Published online by Cambridge University Press: 10 July 2009
The observations here recorded were made during the rearing of Alysia manducator, Panz., as a parasite for Australasian sheep-maggots by the Imperial Bureau of Entomology, and are published by permission of the Director, Dr. G. A. K. Marshall. They form merely a supplement to the accounts of this species included in two excellent papers by G. S. Graham-Smith (1916, 1919), and one equally thorough by G. M. Altson (1920).
The present studies were carried out in North Essex during August-November, 1926. I am very much indebted to Mr. B. Golding and Miss Golding, for giving me all possible facilities for working at Street Farm, Ashen ; and to my wife for keeping the time during the heart-beat observations.

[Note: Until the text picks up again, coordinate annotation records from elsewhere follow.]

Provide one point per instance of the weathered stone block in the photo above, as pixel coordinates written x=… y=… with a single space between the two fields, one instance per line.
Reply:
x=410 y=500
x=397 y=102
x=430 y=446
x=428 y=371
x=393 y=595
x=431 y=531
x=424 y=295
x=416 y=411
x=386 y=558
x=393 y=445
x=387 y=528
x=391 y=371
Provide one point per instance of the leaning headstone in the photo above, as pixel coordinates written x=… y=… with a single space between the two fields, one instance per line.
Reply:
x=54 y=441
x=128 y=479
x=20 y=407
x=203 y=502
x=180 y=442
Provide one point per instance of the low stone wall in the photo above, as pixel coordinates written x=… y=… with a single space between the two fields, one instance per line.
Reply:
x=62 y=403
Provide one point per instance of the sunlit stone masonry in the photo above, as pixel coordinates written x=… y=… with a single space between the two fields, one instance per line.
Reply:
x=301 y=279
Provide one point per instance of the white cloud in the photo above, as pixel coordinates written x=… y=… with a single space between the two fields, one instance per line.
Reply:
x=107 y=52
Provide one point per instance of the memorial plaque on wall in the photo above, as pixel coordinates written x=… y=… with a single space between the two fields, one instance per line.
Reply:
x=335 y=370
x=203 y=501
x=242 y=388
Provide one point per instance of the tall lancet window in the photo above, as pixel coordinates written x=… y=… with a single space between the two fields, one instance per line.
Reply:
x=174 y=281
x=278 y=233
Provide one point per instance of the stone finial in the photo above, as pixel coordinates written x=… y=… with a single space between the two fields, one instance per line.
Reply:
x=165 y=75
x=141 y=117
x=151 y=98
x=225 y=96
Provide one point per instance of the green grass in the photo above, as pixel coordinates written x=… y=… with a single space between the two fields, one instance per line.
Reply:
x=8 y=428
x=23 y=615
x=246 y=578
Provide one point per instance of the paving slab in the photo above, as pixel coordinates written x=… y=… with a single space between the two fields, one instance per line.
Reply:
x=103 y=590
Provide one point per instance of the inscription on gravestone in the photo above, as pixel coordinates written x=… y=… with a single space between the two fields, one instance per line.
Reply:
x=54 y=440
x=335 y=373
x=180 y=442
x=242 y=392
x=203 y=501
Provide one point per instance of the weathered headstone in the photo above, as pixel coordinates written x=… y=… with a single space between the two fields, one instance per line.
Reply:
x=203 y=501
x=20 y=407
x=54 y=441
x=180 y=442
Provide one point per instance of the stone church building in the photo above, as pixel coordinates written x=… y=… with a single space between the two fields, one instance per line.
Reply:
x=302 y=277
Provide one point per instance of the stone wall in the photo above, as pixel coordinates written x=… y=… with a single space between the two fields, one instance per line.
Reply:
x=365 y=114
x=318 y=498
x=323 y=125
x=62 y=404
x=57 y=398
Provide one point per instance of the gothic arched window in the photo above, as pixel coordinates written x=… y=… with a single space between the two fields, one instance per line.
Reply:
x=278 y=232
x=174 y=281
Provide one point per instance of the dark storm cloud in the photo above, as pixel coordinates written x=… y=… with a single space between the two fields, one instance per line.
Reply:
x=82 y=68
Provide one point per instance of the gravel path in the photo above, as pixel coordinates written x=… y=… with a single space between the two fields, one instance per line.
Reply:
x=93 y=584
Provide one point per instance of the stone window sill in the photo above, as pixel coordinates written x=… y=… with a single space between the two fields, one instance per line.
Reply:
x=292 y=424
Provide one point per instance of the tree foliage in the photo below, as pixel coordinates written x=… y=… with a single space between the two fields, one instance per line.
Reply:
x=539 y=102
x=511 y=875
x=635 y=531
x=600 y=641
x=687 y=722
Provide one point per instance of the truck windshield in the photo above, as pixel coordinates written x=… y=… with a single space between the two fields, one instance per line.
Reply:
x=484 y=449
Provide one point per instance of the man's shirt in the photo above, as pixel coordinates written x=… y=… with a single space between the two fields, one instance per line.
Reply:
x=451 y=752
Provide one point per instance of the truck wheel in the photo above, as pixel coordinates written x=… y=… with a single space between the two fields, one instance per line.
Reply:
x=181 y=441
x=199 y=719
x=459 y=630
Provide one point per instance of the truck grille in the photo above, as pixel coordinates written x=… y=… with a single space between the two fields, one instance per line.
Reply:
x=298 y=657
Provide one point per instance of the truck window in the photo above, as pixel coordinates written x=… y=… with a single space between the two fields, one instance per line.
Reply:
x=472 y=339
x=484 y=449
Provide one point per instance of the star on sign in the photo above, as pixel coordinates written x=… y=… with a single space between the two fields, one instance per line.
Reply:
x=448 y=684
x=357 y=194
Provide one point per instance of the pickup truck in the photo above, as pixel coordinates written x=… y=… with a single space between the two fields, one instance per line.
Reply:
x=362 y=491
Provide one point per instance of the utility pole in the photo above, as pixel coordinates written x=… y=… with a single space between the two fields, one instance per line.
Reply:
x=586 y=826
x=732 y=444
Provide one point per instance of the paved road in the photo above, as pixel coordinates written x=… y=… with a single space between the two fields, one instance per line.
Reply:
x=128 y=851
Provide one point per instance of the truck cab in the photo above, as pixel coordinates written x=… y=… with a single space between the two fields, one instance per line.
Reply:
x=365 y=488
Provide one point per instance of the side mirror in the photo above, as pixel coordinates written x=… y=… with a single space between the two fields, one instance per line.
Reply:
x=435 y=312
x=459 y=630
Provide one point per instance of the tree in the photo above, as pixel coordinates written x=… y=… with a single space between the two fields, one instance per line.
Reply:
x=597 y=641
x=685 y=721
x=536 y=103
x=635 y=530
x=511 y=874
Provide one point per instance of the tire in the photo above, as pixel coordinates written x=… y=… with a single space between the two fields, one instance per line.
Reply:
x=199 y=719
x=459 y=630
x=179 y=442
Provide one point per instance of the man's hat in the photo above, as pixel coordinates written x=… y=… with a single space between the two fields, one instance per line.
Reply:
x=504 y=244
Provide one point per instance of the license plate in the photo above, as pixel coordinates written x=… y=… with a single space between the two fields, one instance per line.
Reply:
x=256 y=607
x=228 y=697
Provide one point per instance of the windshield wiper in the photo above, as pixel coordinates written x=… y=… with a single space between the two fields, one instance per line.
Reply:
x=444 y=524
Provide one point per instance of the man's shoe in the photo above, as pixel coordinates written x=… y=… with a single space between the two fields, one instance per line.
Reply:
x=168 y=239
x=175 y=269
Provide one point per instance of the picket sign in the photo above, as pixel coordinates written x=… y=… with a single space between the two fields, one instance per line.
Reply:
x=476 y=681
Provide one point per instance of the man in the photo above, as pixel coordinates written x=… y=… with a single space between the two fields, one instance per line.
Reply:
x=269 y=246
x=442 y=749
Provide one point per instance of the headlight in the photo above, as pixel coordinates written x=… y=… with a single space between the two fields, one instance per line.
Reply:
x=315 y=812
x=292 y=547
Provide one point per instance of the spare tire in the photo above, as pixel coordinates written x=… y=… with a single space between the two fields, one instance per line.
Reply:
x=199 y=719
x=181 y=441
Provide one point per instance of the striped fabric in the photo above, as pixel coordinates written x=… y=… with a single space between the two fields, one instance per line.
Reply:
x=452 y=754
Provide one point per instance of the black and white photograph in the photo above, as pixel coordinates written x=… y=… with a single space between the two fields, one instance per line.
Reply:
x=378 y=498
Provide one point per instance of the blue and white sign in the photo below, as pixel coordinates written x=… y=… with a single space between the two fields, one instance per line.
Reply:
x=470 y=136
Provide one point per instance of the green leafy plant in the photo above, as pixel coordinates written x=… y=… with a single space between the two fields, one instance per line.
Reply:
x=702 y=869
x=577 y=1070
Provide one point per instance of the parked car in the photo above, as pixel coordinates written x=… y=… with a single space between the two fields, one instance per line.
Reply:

Alysia manducator is a blackish, rather stoutly-built Braconid about a quarter of an inch in length. The female lays usually one egg in a Muscid maggot of considerable size. Very little further development appears to take place until the maggot pupates, when the Alysia larva rapidly consumes it and accomplishes its own metamorphosis within a silken cocoon with which it lines the puparium. The adult Braconid emerges a few weeks later at the anterior end of the puparium ; but eggs deposited in autumn do not complete their cycle until the following year, when about a third of the imagines appear in spring and two-thirds in the following autumn (Graham-Smith). No hyperparasites are known, but Graham-Smith has recorded destructive superparasitism by Melittobia acasta, Walk. (1916, pp. 533–535), and by Mormoniella (Nasonia) brevicornis, Ashm. (1919, p. 378). Altson (1920) has shown that buried puparia are normally beyond the reach of Mormoniella, which is not adapted for burrowing.